Infrastructure the states have to build. There is no trauma left, but instead they want to re-inflict and open this up for political gain in South Australia. That’s not what a good government should do. That’s not what a kinder new, fresh government should do to their fellow Australians no matter where they live. And to distort that even more.

Can I say that to Sam Birrell who’ve seen this and probably seen in his communities more than any other community I’ve seen up and down the basin, the trauma. He’s seeing there.

Sam Birrell:

Yeah. Thanks. Thanks, David. The people of Nicholls elected me in part because they’re so concerned about water, what is the lifeblood of our economy. And a lot of it’s gone under the plan. The extra 450 gigalitres, as the Act says, has to go through a socio economic neutrality test.

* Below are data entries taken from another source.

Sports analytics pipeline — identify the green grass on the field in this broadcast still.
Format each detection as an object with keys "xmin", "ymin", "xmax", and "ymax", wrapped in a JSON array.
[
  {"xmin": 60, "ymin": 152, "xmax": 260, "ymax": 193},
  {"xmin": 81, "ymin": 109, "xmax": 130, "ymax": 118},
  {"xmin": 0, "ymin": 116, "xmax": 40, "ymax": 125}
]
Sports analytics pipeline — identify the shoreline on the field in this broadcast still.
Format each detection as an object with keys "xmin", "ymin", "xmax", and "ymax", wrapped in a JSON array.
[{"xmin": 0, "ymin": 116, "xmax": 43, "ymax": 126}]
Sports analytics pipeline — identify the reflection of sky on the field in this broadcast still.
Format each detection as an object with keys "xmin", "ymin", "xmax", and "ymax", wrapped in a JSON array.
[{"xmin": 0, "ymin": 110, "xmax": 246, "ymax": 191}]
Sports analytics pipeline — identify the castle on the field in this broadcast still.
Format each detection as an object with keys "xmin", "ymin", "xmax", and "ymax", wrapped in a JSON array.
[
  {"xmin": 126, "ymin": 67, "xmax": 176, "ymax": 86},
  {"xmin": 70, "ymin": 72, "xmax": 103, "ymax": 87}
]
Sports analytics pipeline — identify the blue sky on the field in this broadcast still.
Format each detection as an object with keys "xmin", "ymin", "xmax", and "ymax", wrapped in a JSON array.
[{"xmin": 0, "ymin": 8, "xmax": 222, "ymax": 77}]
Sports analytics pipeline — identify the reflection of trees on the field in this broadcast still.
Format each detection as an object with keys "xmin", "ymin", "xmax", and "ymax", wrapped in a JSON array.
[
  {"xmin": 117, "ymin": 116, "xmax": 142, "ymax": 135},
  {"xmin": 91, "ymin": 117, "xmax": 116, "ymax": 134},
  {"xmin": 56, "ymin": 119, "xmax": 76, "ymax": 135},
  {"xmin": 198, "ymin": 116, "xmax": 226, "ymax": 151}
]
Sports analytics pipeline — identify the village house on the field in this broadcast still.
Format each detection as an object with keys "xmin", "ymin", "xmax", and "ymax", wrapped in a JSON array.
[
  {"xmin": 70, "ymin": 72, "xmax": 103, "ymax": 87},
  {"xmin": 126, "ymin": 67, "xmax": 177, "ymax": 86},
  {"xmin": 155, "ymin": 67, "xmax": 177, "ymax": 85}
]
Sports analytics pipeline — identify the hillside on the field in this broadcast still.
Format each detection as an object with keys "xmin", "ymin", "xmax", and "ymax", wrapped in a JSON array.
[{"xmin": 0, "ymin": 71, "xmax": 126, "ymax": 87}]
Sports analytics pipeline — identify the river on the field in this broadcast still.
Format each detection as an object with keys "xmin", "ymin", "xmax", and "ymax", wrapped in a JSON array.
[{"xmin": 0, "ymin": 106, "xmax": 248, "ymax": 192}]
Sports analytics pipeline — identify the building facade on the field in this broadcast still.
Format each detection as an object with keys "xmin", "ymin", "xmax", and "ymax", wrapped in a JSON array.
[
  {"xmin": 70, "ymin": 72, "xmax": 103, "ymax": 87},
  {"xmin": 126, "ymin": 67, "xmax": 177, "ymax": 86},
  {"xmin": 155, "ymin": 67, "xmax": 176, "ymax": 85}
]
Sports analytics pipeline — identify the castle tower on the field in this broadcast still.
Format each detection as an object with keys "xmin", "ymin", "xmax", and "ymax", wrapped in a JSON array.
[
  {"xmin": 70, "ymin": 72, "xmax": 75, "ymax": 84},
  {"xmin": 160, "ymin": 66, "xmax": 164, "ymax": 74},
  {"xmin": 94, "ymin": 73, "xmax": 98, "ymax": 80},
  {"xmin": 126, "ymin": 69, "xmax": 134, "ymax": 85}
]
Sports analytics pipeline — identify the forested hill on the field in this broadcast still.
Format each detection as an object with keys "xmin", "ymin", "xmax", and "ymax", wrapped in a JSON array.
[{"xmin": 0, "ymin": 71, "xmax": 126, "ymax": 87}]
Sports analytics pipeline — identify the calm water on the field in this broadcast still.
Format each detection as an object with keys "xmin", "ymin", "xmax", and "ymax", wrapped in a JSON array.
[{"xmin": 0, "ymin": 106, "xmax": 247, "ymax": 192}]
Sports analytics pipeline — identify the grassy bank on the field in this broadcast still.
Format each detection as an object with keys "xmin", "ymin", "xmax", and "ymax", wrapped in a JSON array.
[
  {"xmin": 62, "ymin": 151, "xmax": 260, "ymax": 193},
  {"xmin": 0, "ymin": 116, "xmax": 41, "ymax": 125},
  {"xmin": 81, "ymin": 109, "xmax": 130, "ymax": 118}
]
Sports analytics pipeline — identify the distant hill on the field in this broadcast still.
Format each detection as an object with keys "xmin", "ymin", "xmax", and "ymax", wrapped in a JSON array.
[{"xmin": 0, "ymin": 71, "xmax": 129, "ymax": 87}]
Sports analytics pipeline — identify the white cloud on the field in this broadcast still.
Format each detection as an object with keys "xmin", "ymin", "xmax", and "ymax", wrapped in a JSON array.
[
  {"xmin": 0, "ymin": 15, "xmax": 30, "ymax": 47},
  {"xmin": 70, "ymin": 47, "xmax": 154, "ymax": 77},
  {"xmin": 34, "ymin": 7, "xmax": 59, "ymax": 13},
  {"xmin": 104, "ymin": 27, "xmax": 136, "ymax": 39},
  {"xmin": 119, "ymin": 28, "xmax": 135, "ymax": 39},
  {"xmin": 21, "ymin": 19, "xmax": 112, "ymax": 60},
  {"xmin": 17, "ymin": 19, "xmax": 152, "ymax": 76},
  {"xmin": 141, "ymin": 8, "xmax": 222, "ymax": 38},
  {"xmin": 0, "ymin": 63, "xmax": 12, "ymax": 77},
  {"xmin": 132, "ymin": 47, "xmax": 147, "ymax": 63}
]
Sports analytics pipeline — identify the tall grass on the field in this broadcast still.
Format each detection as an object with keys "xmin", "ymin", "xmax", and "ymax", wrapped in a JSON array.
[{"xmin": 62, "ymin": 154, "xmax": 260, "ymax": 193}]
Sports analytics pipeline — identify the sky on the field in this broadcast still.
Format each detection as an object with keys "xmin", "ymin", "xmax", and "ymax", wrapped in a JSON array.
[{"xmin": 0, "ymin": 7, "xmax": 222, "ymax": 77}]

Now words matter. Right. Words matter. Socio and economic. Socio mean society. And if that water is taken out of consumptive use in agriculture, in my electorate, society suffers. Now the farmer might sell it. That’s fine. And that farmer might get a good price for it.

But that water was growing milk, pears, apples, peaches, and getting that food to be processed or sent to market employs so many people, that water goes, that food goes, and those jobs go. And that’s why the people in my electorate in Shepparton, Cobram, Yarrawonga, Nathalia and Numurkah, true all around that part of the Goulburn Murray Irrigation District are so concerned by a government that wants to rip the economic lifeblood out of this electorate that sent me here.

And that’s why I’m speaking about it so passionately. They’ve already given up a lot of water. It’s caused a lot of pain. There is a lot of environmental water in the pool ripping this extra 450 will hurt the economy and hurt society. So it cannot be socio economically neutral. And so someone in my electorate of Valley.

Anne Webster:

In my electorate of Mallee we have lost three quarters of the dairy farms who relied on water. It became unaffordable and it was just never going to work. That is broken communities. We now have a patchwork of farms where people can’t actually put water back on that farm.

Thanks to the Labor government’s Murray-Darling Basin Plan, we as a government, when we were in government, tried to work and understand our communities and the needs that they have, the socio economic test, there is no way that more water can come out from our farms. There should be no more buybacks ever.

Michael McCormack:

I moved the motion of disallowance for the Murray-Darling Basin because I didn’t want to see any more buybacks and that became the Coalition’s policy, the Liberals policy and very much The Nationals policy we do not want to see.

We cannot afford any more buybacks, any more of our river communities hurt. The Goolwa announcement back in 2012. Yes, to win an election for Labor was done so that there was a triple bottom line approach. It was always that provision within that additional 450 gigalitres, always that condition that those river communities would not have social and economic detriments to their communities.

These farmers are the best environmentalists in all of Australia. They want nothing more than a good environment because the river sustains them. Of course, whether it’s the Murrumbidgee, the Murray, the Lachlan, wherever – they want good outcomes, they can’t afford to have 450 gigalitres taken, look there’s time for Minister Plibersek to go back into the Parliament today and correct the record. Maybe she didn’t know. We’ll give you the benefit of the doubt. But what we can’t see, what we cannot see is 450 additional gigalitres going out. Because it’ll hurt those rural communities far too much.

Mark Coulton:

A collective chill went up the spine of the residents of the third of the Murray-Darling Basin that are in the Parkes electorate. From Boggabilla to the Lower Darling below Menindee. Those communities have been undertaking the process of water reform for more than 25 years.

The Murray-Darling Basin Plan was the last part of that. It’s nearly completed. The 450 gigalitres was a political announcement made before the 2013 election as a sop for South Australia. And it’s going to be the towns, the communities, the farmers and the residents of the Parkes electorate are in line to pay that price and they will not stand for it.